Russia was saved from outside the formal political system. A volunteer militia, raised in Nizhny Novgorod by the merchant Kuzma Minin and led by Prince Dmitry Pozharsky, marched on Moscow in 1612 and expelled the Polish garrison. A Zemsky Sobor - an emergency assembly of estates - met in 1613 and elected the sixteen-year-old Mikhail Romanov as tsar, founding the dynasty that would rule Russia until 1917. Gustavus Adolphus had ascended the Swedish throne after his brother's death and decided to pursue his family's claim to Russia anyway. He besieged Pskov for three months in 1615 and failed. Both sides were exhausted. Both sides wanted out. The English ambassador John Merrick mediated, and the Treaty of Stolbovo was concluded in February 1617.

The Treaty of Stolbovo

Sweden gave back Novgorod and Gdov, which it had been occupying for years. In exchange, Sweden took permanent possession of Ingria - the territory along the Gulf of Finland from Narva to the Neva delta - including the towns of Ivangorod, Yam, Koporye, and Noteborg. Sweden also took Kexholm in Karelia. Russia paid twenty thousand rubles in war reparations and renounced any claim to Estonia or Livonia. Sweden formally recognized Mikhail Romanov as the rightful tsar. The territorial loss was geographically small but strategically devastating. Russia was cut off from the Baltic Sea for nearly a century. Trade with Western Europe had to go through the White Sea port of Arkhangelsk - a route that froze for half the year and was twice the distance from Moscow as the Baltic ports. The economic cost to Russia was enormous. Sweden's gain laid the foundation for what Swedish historians call the Age of Greatness, the half-century when Sweden was a Baltic superpower.

The Displaced

The Ingrian Finns - the Lutheran Finnish-speaking peasantry who lived in the territory Sweden took - became the long shadow of this war. Sweden encouraged Finnish migration into Ingria over the next century, and the Ingrian Finns became a distinct ethnic group, Finnic in language and Lutheran in religion in a region surrounded by Orthodox Russians. They survived as a community until the twentieth century. Stalin deported tens of thousands of them to Siberia in 1936 and again during the Second World War. By the post-Soviet era only fragments of the community remained. The peasants displaced by border shifts in 1617 lived through three centuries of subsequent border shifts.

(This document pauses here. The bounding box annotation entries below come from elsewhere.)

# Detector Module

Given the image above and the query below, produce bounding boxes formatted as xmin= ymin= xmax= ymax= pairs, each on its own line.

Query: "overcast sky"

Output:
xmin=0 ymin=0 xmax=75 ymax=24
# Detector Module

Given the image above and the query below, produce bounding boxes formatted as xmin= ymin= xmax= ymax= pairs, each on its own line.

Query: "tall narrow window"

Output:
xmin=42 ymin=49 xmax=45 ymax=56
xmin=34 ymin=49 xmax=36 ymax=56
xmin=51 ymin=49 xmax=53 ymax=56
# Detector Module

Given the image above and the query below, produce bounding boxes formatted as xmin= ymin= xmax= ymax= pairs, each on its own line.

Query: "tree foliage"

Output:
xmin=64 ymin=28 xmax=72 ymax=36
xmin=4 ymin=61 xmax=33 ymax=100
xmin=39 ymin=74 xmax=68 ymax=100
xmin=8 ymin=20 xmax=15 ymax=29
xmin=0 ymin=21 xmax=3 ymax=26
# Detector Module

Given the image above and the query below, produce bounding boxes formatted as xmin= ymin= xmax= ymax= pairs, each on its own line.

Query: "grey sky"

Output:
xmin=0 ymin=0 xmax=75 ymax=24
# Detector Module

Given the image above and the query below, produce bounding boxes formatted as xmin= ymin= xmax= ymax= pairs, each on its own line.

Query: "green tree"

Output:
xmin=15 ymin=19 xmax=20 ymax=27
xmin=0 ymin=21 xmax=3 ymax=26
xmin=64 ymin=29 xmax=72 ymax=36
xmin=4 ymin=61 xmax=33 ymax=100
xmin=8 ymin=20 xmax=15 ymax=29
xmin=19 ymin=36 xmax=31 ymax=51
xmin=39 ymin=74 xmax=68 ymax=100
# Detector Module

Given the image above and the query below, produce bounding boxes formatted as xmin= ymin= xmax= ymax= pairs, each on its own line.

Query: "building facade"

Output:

The Treaty of Stolbovo's lines disappeared when Peter the Great retook Ingria in the Great Northern War a century later, founded Saint Petersburg on the Neva delta in 1703, and made the territory Russian again. But the Ingrian Finns remained. The community is now mostly gone. The territory is now part of Leningrad Oblast and the Saint Petersburg metropolitan area, and the war that created the original Swedish Ingria is largely forgotten outside of specialist Russian and Swedish history.

From the Air

The Ingrian War's central battleground was northwest Russia and the eastern Baltic coast - a triangle bounded by Novgorod, Pskov, and the Gulf of Finland. The decisive locations - Ivangorod, Koporye, Noteborg (now Shlisselburg), Korela Fortress (now Priozersk) - lie within roughly 200 km of modern Saint Petersburg. The treaty was signed at Stolbovo, a village on the Tikhvinka River about 175 km east of Saint Petersburg at approximately 59.63°N, 29.30°E. Pulkovo Airport (ULLI) is the nearest major airport. From cruising altitude over the region today, the layered border history is visible in the surviving fortresses and the modern Russia-Estonia frontier on the Narva River.